According to Wilson Morales, editor at Blackfilm.com, “Hollywood hasn’t developed the kind of market research or promotional infrastructure to reach minority audiences effectively,” The Guardian reported.
Black audiences are underrated and the studios are unsure how to reach them as a whole.
Marketability is really the fundamental reason as to why there is still a lack of diversity in the actors portrayed on film.
Money and box office returns are the studio’s main concern. The most acclaimed Black movie stars who usually pull in good box office receipts have been fairly inconsistent in the past few years.
Will Smith hasn’t had a movie gross more than $150 million since 2012’s “Men in Black 3” and Denzel Washington had a solid hit with “The Equalizer” in 2014, while most of the movies he starred in prior to that didn’t pull in the numbers for someone of his caliber.
Halle Berry only does well box-office wise because of her involvement with the X-Men franchise. As you can see, this makes studios very nervous. Their big-name Black stars aren’t pulling in the millions they want to see and they don’t always want to meet their hefty salaries. They also find it risky to cast unknown Black actors because they think the general audience will find them unappealing, so the next logical step is to cast a White actor in that role.
One of the most frustrating aspects of the lack of diversity is the “Whitewashing” of Hollywood: when a character was originally written as a minority is cast with a White actor in the film version. Most actors of color can agree that trying to find roles are hard enough, but when they are changed and given to White actors, it can be infuriating.
Recently, two characters in very popular franchises — “Doctor Strange” and “Ghost in the Shell” — had their Asian characters cast with White actresses. These two are just the tip of the iceberg of a lot of characters that were originally meant to be other races but all cast with White actors in the role. You can see some of the worst offenders here.
The studios claim that marketability seem to play a role in the casting, but movies with Asian leads have had really good box office returns including the “Rush Hour” trilogy ($850 million), the “Charlie’s Angels” films ($523 million), “Crouching Tiger, Hidden Dragon” ($213 million), and “Pacific Rim” ($411 million).
The Bunche Center for African-American Studies at UCLA did a study on Hollywood Diversity. They found that from 2013-2014, films with relatively diverse casts enjoyed the highest box office receipts and returns. They also discovered minorities accounted for the majority of ticket sales for four of the top 10 films in 2014.
Anyone can see that these films make money and minorities are going out to see these movies, so why are movies still casting these film with primarily White actors and little to no diversification?

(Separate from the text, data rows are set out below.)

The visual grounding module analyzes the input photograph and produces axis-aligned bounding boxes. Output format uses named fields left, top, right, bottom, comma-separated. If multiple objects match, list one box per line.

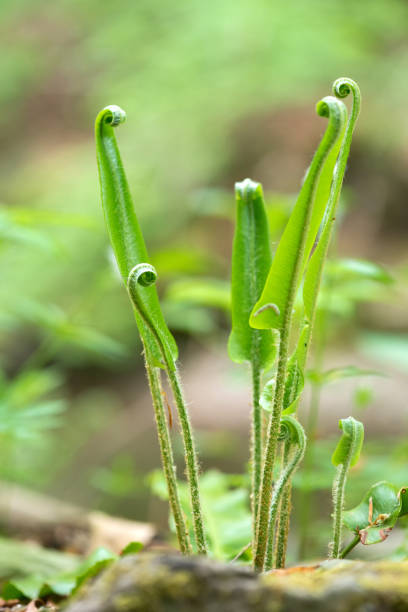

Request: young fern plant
left=93, top=77, right=361, bottom=569
left=95, top=105, right=207, bottom=554
left=228, top=179, right=277, bottom=550
left=274, top=77, right=362, bottom=564
left=250, top=94, right=348, bottom=572
left=330, top=416, right=364, bottom=558
left=264, top=416, right=306, bottom=571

The answer’s easy: Hollywood is composed of straight, old, White men. Of the more than 450 Hollywood executives who make all the powerful decisions regarding the films that are made, 96 percent are White, 87 percent male and the average age is 65 years old. Those who direct films are 82 percent White and 94 percent male and the people who write films are 88 percent White and 87 percent male. The three major talent agencies that represent directors, writers, and actors are also mostly White.
“White employees make up 87.8 percent of the executive staff in finance, legal, and other areas of agency operations.” Minority talent is overwhelmingly underrepresented.

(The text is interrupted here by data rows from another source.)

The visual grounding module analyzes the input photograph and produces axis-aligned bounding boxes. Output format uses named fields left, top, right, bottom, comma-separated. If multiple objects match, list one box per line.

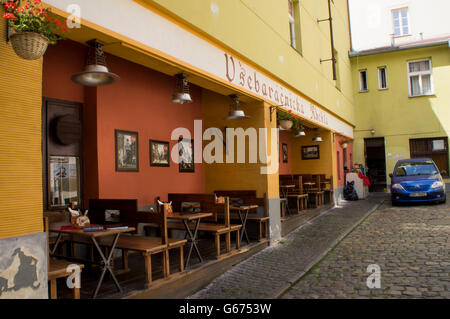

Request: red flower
left=3, top=12, right=17, bottom=20
left=4, top=2, right=17, bottom=10
left=33, top=0, right=42, bottom=4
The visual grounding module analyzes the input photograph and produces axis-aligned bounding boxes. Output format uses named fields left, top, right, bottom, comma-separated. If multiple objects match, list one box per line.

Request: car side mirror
left=440, top=170, right=447, bottom=176
left=389, top=173, right=393, bottom=178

Hollywood has to change from the foundation up. Diversification needs to start up top with the executives and the major talent agencies and then it will begin to trickle down talent wise. But that shouldn’t be the end of it. Minorities essentially have to write and create their own projects.
As actor Anthony Mackie put it, Black people have gotten “lazy in our game … if we don’t tell our stories we can’t expect someone else to tell them for us.”